Supreme Court Ruling
The Supreme Court made no decision on the land dispute, insisting that another trial was necessary. Specifically, the Court held, "I reject the submission with respect to the substitution of aboriginal title and the self-government for the original claims of ownership and jurisdiction.... The content of common law aboriginal title, for example, has not been authoritatively determined by this Court... This defect in the pleadings prevents this Court from considering the merits of this appeal."
The legal significance of those passages is that the Indian "Interest" within the meaning of section 109 of the Constitution Act, 1867, was not involved in the appeal. Section 109 is the section that says the Crown's CONSTITUTIONAL "Interest" is subject to the Indian CONSTITUTIONAL "Interest" so long as the Indian "Interest" has not been sold to the Crown by a valid treaty.

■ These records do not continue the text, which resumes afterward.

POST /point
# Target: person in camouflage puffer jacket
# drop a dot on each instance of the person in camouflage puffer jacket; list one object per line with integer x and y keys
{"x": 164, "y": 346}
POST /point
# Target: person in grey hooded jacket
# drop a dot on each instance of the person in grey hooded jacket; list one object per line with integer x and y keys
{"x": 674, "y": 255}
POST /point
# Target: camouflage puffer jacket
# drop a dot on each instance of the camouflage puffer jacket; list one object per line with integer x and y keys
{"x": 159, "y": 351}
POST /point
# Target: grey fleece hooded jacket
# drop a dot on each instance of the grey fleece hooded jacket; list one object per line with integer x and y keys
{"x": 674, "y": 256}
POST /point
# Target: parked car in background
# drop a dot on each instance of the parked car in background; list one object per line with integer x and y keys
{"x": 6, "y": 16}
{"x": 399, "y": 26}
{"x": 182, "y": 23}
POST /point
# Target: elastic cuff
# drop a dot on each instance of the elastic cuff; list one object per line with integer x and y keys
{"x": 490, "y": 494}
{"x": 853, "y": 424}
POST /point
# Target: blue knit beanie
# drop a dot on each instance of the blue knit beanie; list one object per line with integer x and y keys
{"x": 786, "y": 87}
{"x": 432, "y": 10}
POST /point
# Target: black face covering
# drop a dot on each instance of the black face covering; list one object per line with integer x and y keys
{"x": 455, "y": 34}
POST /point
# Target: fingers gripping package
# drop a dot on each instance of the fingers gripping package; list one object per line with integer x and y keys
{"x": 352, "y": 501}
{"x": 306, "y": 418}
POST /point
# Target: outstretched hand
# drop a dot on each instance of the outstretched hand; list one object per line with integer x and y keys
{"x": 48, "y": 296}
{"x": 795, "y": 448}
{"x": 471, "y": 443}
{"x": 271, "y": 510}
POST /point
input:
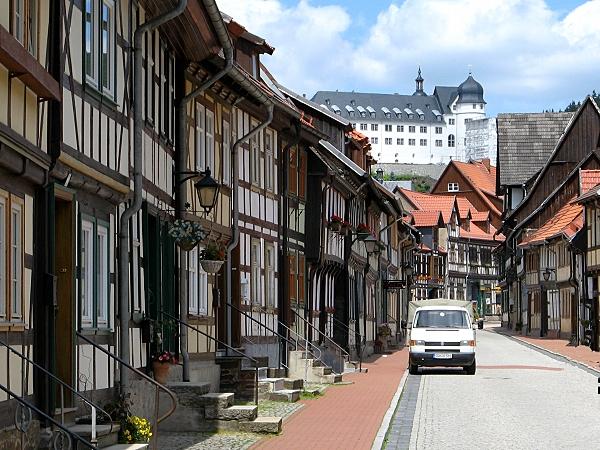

It confirms that Indian sovereignty, i.e., exclusive jurisdiction and sole possession, is the supreme law of the land pending treaty and, correspondingly, establishes the utter irrelevance of Crown Parliamentary legislation and Crown court recent inventions based upon the "common law".
It has been said that "The ruling also made important statements about the legitimacy of Indigenous oral history ruling that oral histories were just as important as written testimony.
It has been claimed that the case was improperly framed by the lawyers who filed the case and it decided nothing nor could it have decided anything.